Per esempio, un investitore che ha vissuto la paura di una crisi economica potrebbe essere più cauto durante una fase di mercato ribassista, evitando di vendere in preda al panico. Tuttavia, lo stesso meccanismo può portare a una paralisi decisionale se non si riesce a distinguere tra un rischio reale e una paura irrazionale.

La trappola del market timing

Un esempio classico di come le emozioni possano giocare brutti scherzi è il cosiddetto market timing, ossia la strategia di entrare o uscire dai mercati cercando di prevederne i movimenti. L’entusiasmo durante un rally di mercato porta spesso a comprare a prezzi elevati, mentre l’ansia durante un calo spinge a vendere a prezzi bassi. Questa dinamica, secondo l’economista Richard Thaler, è uno dei comportamenti più comuni e disastrosi tra gli investitori non professionisti.
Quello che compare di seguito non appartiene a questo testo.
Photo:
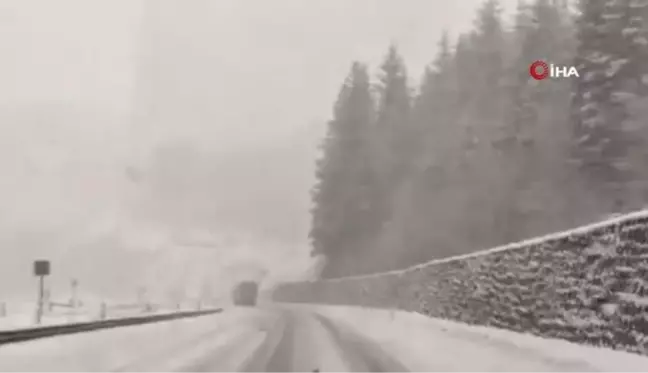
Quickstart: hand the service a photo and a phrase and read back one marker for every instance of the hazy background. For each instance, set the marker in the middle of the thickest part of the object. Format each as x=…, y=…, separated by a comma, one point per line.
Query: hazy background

Tuttavia, è proprio attraverso gli errori che le emozioni possono diventare un vantaggio. Il ricordo di una decisione impulsiva sbagliata, come vendere in preda al panico, può insegnare a mantenere una visione di lungo periodo e ad evitare errori simili in futuro.

Tre strategie per gestire le emozioni negli investimenti

Le emozioni non possono essere eliminate, ma è possibile sfruttarle in modo positivo. Ecco tre approcci pratici per farlo:

1. Imposta una strategia e rispettala.
Pianificare il proprio portafoglio con un obiettivo di lungo termine aiuta a ridurre l’impatto delle emozioni a breve termine nel trading online. Ricorda che i mercati sono volatili, ma storicamente premiano la pazienza.

2. Conosci te stesso.
Come suggerisce il consulente finanziario e psicologo MeirStatman, una buona parte del successo negli investimenti dipende dalla capacità di riconoscere i propri punti deboli emotivi. Sapere come reagisci a guadagni e perdite è fondamentale per sviluppare una disciplina solida.

3. Affidati a un consulente esperto.
L’aiuto di un professionista può essere cruciale per mantenere il controllo nei momenti di stress. Un consulente non solo fornisce un punto di vista razionale, ma aiuta anche a contestualizzare le fluttuazioni di mercato, ricordandoti i tuoi obiettivi originali.

Conclusioni

Investire non significa eliminare le emozioni, ma integrarle in un processo decisionale consapevole. Le emozioni sono un linguaggio che il nostro cervello usa per guidarci: imparare ad ascoltarle senza esserne dominati è la chiave per diventare un investitore migliore.

Come disse una volta Kahneman, “Le emozioni non sono un fallimento del pensiero razionale, ma una risorsa che, se ben utilizzata, può renderci più saggi.” Nell’universo complesso e imprevedibile degli investimenti, trasformare le emozioni da nemiche in alleate è il primo passo verso il successo.